Du 10 au 12 août 2026, Ouagadougou a accueilli la 2ᵉ Réunion des ministres chargées du Genre de la Confédération des États du Sahel (AES), organisée conjointement avec le 2ᵉ Forum humanitaire de l’AES. Placées sous le thème « De l’urgence à la résilience : vers un modèle d’action humanitaire intégré pour l’AES », les rencontres ont porté l’ambition d’une action mieux coordonnée, plus inclusive et tournée vers la résilience et le développement durable.

Ouagadougou, carrefour de la réflexion sur le genre dans l’espace AES
Le Burkina Faso a accueilli, du 10 au 12 août 2026, les délégations du Burkina Faso, du Mali et du Niger dans le cadre de la 2ᵉ Réunion des ministres chargées du Genre de l’AES, couplée au 2ᵉ Forum humanitaire de la Confédération.

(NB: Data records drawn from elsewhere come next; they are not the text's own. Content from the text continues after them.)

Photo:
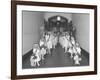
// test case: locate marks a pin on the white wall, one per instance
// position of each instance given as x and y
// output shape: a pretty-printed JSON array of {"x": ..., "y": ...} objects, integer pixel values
[
  {"x": 49, "y": 14},
  {"x": 81, "y": 22},
  {"x": 31, "y": 25}
]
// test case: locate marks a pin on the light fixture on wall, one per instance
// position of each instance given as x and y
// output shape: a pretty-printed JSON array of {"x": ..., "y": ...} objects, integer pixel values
[{"x": 58, "y": 18}]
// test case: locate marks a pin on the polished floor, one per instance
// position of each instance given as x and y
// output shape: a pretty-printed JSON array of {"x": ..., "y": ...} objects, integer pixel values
[{"x": 57, "y": 59}]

Cette rencontre de haut niveau a réuni des responsables gouvernementaux, des experts, des partenaires et différents acteurs engagés dans les questions humanitaires, de genre et de développement. Environ 500 personnes ont été conviées à ces travaux.

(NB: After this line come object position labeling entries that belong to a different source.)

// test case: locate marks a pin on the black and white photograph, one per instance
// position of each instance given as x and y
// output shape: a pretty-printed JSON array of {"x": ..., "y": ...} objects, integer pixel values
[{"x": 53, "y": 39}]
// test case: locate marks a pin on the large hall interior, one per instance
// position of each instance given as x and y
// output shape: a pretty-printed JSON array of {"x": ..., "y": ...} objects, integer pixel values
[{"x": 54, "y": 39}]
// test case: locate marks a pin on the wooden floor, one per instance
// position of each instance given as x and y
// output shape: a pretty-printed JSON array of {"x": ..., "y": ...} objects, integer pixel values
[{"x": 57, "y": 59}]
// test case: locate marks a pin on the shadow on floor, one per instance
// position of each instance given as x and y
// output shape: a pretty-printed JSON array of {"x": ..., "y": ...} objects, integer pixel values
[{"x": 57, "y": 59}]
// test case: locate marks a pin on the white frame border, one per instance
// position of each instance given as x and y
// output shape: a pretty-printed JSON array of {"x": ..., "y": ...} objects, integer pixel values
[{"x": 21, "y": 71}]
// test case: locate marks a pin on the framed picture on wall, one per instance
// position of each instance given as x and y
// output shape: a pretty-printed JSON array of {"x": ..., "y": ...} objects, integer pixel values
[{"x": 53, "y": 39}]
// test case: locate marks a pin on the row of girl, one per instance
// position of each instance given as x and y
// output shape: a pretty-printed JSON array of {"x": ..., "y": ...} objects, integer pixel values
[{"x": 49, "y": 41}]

L’objectif affiché était notamment de renforcer la coopération et la coordination des politiques publiques dans l’espace AES, avec une attention particulière portée à l’égalité de genre, à l’autonomisation des femmes et à leur participation au développement.
Le genre : de quoi parle-t-on ?
Le terme « genre » renvoie aux rôles, responsabilités et relations sociales associés aux femmes et aux hommes dans une société.
Il ne signifie donc pas simplement « femmes ».

Dans les politiques publiques, parler de genre revient notamment à s’interroger sur la manière dont les femmes et les hommes participent à la société, accèdent aux opportunités, prennent part aux décisions et bénéficient des actions de développement.

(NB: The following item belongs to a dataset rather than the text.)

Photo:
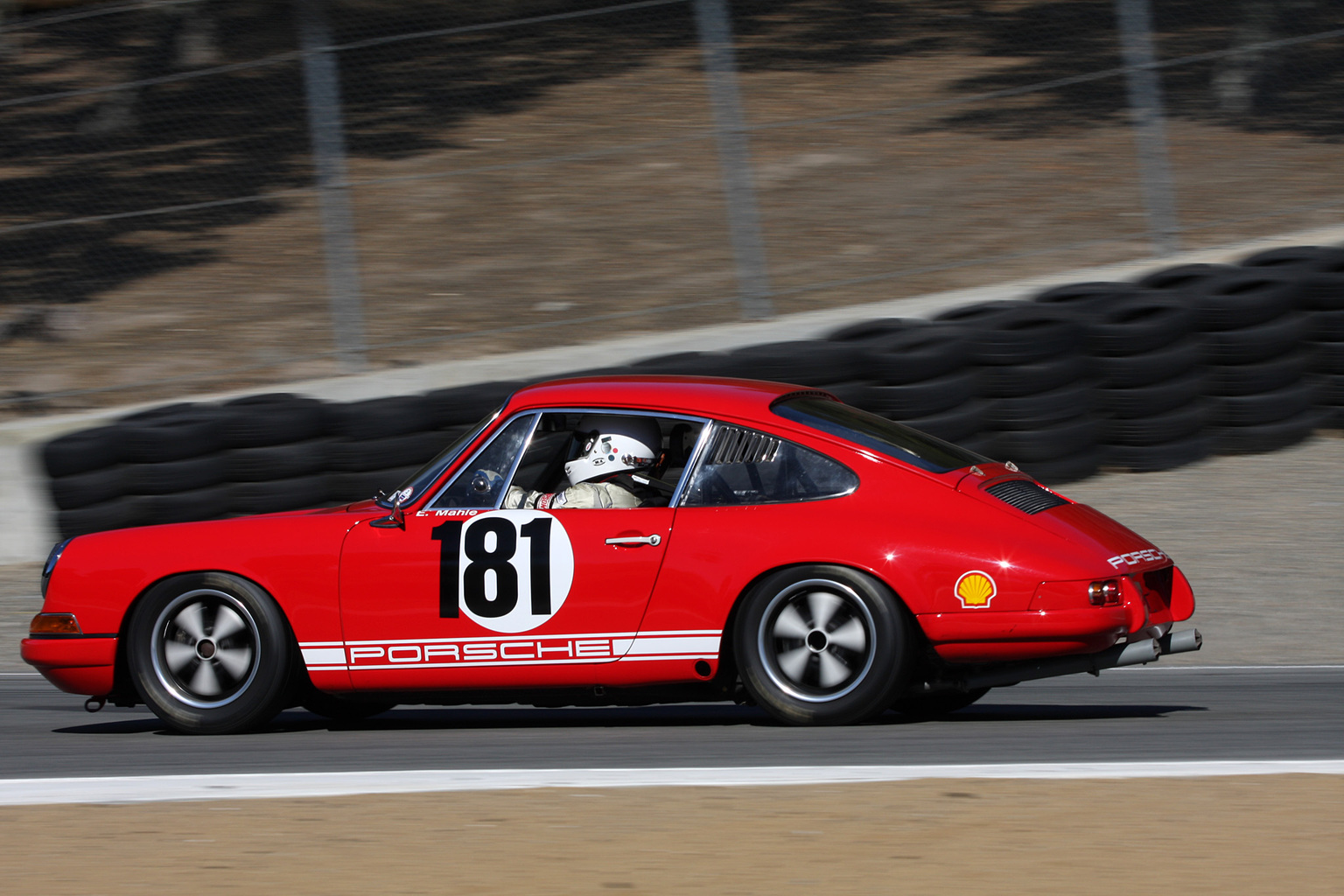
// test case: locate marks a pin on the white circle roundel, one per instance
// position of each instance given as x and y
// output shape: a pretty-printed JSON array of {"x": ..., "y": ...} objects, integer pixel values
[{"x": 515, "y": 569}]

Dans l’espace AES, cette approche accorde une place importante à la valorisation des compétences des femmes, leur autonomisation et leur participation aux espaces de décision.
De l’urgence à la résilience
Le thème retenu — « De l’urgence à la résilience » traduit une volonté de dépasser une réponse limitée aux besoins immédiats pour construire des mécanismes permettant aux communautés de mieux faire face aux difficultés et de se relever durablement.

La réflexion a ainsi porté sur une approche reliant réponse aux besoins, relèvement, autonomie et développement durable.
Pour les responsables réunis à Ouagadougou, l’enjeu est de construire une action humanitaire davantage coordonnée et capable de contribuer à la résilience durable des communautés.

Les femmes au cœur de la construction de l’avenir
La question de la place des femmes occupe une dimension importante dans cette dynamique.
L’autonomisation économique, la participation aux décisions, le renforcement des capacités et la valorisation des initiatives portées par les femmes constituent autant de leviers permettant de faire du leadership féminin une force de développement.

La rencontre a ainsi permis de mettre en avant une vision dans laquelle les femmes ne sont pas uniquement considérées sous l’angle des bénéficiaires des politiques publiques, mais également comme actrices, professionnelles, entrepreneures, responsables et décideuses.

Un engagement politique au plus haut niveau
Le 12 août, à l’issue des travaux, les ministres chargées de l’Action humanitaire et du Genre des pays de l’AES ont été reçues par le Président du Faso, le Capitaine Ibrahim Traoré, également Président de la Confédération des États du Sahel.

La délégation, conduite par la ministre burkinabè de la Famille et de la Solidarité, le Lieutenant-colonel Passowendé Pélagie Kaboré, est venue présenter les conclusions des travaux au Chef de l’État.

Lors de cette audience, la ministre malienne de la Santé et du Développement social, Colonel-Major Assa Badiallo Touré, a notamment défendu l’idée d’une stratégie humanitaire allant au-delà de la seule gestion de l’urgence pour contribuer à la construction d’un avenir durable.

Vers une dynamique commune dans l’espace AES
Les travaux se sont achevés le 12 août avec des recommandations destinées à renforcer la résilience durable des communautés du Sahel. Deux documents majeurs ont notamment été adoptés, dont la Déclaration de Ouagadougou du Forum humanitaire de l’AES.
Au-delà des rencontres ministé

rielles, l’événement aura permis de donner davantage de visibilité aux initiatives, aux compétences et aux contributions des femmes dans l’espace AES.

De l’urgence à la résilience, l’enjeu est désormais de transformer les orientations en actions concrètes et durables.